I'm tired of turning the other cheek all my life and living according to the laws of God. I fought with men, they could defend themselves. These were not the children whom Sheraliev killed.

At trial, Sushko did many things to attract attention, changed his testimony and claimed that he was forced into confessing, saying that "the more corpses, the better". He denied any previous accusations, particularly the ones about cannibalizing his victims, and explained away his odd behaviours while out in the streets (baptizing trees, showing off karate techniques, dancing in the streets and stripping himself) as a combination of alcoholism and his schizophrenia.

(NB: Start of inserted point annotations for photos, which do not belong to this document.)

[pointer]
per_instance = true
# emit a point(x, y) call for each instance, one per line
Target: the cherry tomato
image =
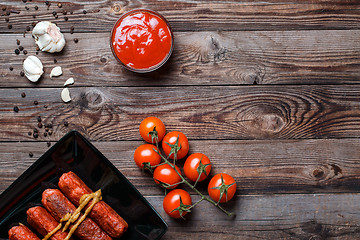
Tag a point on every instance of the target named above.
point(166, 175)
point(171, 138)
point(172, 201)
point(146, 154)
point(148, 125)
point(192, 168)
point(222, 183)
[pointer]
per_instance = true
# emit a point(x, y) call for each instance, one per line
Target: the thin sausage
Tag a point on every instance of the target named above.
point(22, 232)
point(106, 217)
point(43, 223)
point(58, 206)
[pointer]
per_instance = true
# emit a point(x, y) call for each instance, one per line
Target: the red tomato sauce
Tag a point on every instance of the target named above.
point(141, 40)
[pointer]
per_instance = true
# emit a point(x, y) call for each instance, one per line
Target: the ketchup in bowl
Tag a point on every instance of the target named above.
point(142, 40)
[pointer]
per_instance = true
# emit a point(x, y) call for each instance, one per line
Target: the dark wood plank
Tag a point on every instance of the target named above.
point(194, 15)
point(203, 58)
point(251, 112)
point(266, 166)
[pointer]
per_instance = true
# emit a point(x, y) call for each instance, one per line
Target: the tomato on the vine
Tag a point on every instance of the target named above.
point(148, 127)
point(145, 155)
point(222, 187)
point(193, 167)
point(169, 144)
point(166, 176)
point(173, 206)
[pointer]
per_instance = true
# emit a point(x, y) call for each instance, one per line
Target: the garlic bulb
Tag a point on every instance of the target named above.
point(48, 37)
point(33, 68)
point(65, 95)
point(55, 72)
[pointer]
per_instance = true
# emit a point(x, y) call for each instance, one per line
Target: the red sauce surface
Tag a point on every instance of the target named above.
point(141, 40)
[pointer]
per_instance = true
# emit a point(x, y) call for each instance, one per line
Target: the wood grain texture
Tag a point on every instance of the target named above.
point(251, 112)
point(203, 58)
point(193, 15)
point(258, 166)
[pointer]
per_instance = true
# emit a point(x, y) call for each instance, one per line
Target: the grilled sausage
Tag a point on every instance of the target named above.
point(22, 232)
point(43, 223)
point(106, 217)
point(58, 206)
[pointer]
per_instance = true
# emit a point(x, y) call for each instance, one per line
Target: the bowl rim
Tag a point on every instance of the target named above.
point(152, 68)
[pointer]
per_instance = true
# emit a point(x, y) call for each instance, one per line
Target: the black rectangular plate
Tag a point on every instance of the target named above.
point(74, 153)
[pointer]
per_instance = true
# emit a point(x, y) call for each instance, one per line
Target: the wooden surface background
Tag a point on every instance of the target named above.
point(268, 90)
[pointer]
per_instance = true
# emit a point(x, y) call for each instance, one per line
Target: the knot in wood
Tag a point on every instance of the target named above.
point(262, 120)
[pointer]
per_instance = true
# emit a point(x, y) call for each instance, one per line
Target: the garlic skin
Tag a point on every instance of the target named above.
point(33, 68)
point(48, 37)
point(70, 81)
point(55, 72)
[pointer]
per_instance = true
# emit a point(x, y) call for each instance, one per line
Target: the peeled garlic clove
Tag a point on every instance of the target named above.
point(70, 81)
point(33, 68)
point(65, 95)
point(48, 37)
point(55, 72)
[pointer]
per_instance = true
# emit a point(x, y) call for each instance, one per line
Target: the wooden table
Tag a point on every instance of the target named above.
point(269, 91)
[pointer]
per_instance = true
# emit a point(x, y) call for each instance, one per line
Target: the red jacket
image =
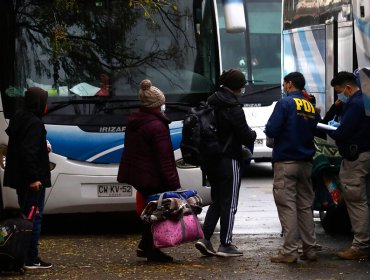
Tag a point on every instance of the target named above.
point(148, 162)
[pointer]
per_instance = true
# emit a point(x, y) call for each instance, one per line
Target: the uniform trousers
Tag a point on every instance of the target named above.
point(355, 179)
point(294, 195)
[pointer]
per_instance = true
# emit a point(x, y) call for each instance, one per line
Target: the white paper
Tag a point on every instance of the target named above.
point(325, 126)
point(84, 89)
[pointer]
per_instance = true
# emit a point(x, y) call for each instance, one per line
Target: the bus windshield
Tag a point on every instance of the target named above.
point(255, 52)
point(91, 55)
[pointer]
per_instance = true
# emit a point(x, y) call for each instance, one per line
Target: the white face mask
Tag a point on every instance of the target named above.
point(342, 97)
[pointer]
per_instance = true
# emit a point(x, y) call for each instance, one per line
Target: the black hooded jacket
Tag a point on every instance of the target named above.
point(27, 158)
point(231, 121)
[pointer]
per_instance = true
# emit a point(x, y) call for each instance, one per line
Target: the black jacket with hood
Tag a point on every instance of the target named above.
point(231, 122)
point(27, 158)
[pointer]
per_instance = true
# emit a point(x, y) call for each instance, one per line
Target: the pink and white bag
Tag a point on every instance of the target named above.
point(170, 233)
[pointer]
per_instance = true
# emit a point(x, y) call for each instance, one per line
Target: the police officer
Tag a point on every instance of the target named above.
point(292, 125)
point(352, 138)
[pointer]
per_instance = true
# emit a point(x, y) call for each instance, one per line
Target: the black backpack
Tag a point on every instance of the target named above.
point(200, 135)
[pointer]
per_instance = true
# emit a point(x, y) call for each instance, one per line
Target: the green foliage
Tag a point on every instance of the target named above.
point(151, 7)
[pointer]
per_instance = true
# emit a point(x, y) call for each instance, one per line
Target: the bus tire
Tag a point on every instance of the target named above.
point(336, 220)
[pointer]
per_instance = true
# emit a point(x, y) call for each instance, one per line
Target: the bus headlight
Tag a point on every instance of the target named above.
point(3, 151)
point(180, 163)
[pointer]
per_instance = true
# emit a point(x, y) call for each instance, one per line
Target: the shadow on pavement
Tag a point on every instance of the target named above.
point(92, 224)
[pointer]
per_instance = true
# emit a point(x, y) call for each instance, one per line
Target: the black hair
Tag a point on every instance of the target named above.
point(297, 80)
point(343, 78)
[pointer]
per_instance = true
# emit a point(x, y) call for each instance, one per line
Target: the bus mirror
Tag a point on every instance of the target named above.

This was shot down by Justice Marianna Boldova, who said that many people with this ailment were upstanding citizens. Despite the severity of his crimes, he was recognized as sane, and in 2017, Yuriy Sushko was convicted of the five murders and sentenced to life imprisonment. While in jail, Sushko claimed that he was writing a book on how to solve the Russo-Ukrainian war, and that he was also applying for Russian citizenship. He also said that he'd be willing to atone for his sins by joining the volunteer forces to restore peace in his home country.